Se o público aceitaria um filme que se destacasse quase por completo dos eventos ambientados por Ryan Gosling’s K em 2049 é questionável. Haveria certamente um clamor para que qualquer novo episódio se aprofundasse nos segredos desvendados da última vez, mas Villeneuve ainda poderia ter o espaço criativo para criar uma história original. O verdadeiro poser é se os estúdios colocariam o dinheiro para fazê-lo.
E, no entanto, uma visão tão negativa é ignorar completamente a resiliência do Blade Runner como um universo cinematográfico. Levou mais de três décadas para Blade Runner 2049 receber a luz verde, 30 anos em que o filme original de Scott se transformou de uma bomba de bilheteria de estúdio para um clássico de ficção científica de boa-fé. Em 1982, o corte teatral do filme foi desprezado pela maioria dos críticos, graças a uma narração de Raymond Chandleresque, com um Ford exasperado e um final feliz, que arruinou quase inteiramente a sensação de enigma do filme em torno da vida dos replicantes. Foi com o corte do diretor de 1992 (que na verdade não foi supervisionado diretamente por Scott) e o “corte final” de 2007 (que foi) que o brilho duradouro do Blade Runner cristalizou-se nas mentes dos aficionados da ficção científica.
A sequela de Villeneuve já parece ter roubado uma marcha sobre o seu antecessor. Ganhou excelentes críticas e foi bem recebida pela fanbase do filme original. Além disso, vivemos num mundo onde as sequelas de ficção científica são dois por um – O Matrix é apenas o mais recente esforço de culto para estar recebendo um seguimento tardio – e onde Martin Scorsese consegue fazer um épico de três horas e meia de gangsters com um orçamento de $159 milhões que é alegremente financiado pela Netflix na condição de que o serviço de streaming possa usar sua presença para inspirar novas assinaturas. Os tratamentos visuais futuristas e épicos do Blade Runner podem ser ainda menos adequados à pequena tela do que The Irishman, mas se este for o preço a pagar por ver outro episódio, a maioria dos fãs pagaria com prazer.

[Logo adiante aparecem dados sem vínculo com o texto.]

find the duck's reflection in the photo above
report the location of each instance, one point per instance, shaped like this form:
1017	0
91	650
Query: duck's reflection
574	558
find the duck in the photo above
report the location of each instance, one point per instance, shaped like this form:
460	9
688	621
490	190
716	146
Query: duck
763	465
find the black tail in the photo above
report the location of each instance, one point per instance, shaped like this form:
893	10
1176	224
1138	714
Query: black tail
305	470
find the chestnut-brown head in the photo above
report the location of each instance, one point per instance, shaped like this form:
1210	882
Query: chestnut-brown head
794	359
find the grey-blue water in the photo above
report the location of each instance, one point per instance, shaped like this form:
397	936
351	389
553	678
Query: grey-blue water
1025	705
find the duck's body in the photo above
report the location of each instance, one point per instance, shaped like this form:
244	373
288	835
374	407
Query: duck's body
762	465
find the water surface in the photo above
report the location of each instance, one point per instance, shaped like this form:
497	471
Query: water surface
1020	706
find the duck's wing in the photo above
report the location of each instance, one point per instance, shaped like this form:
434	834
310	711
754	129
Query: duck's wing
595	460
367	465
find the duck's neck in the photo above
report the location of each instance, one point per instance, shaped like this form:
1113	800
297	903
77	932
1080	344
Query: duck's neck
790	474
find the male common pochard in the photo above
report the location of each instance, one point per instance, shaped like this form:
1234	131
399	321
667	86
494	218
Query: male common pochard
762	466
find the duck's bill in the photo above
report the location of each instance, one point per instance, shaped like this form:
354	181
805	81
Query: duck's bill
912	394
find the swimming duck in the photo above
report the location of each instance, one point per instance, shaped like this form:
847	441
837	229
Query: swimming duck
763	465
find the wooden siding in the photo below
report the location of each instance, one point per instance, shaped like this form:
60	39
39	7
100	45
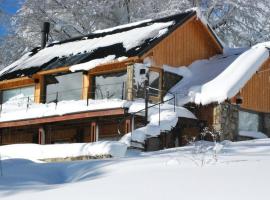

Mais ainda, os conceitos jogados no Blade Runner – humanos artificiais, o potencial para a humanidade se transformar em algo novo ao invés de ser substituído na inevitável revolução robótica – são tão fundamentalmente fascinantes que 2049 certamente continuará a captar novos espectadores ao longo do tempo, assim como o filme original fez. Só podemos esperar que não sejam necessários mais 30 anos para que uma massa crítica de interesse construa e rebente a barragem, inspirando alguém a começar a rolar a bola na parte três.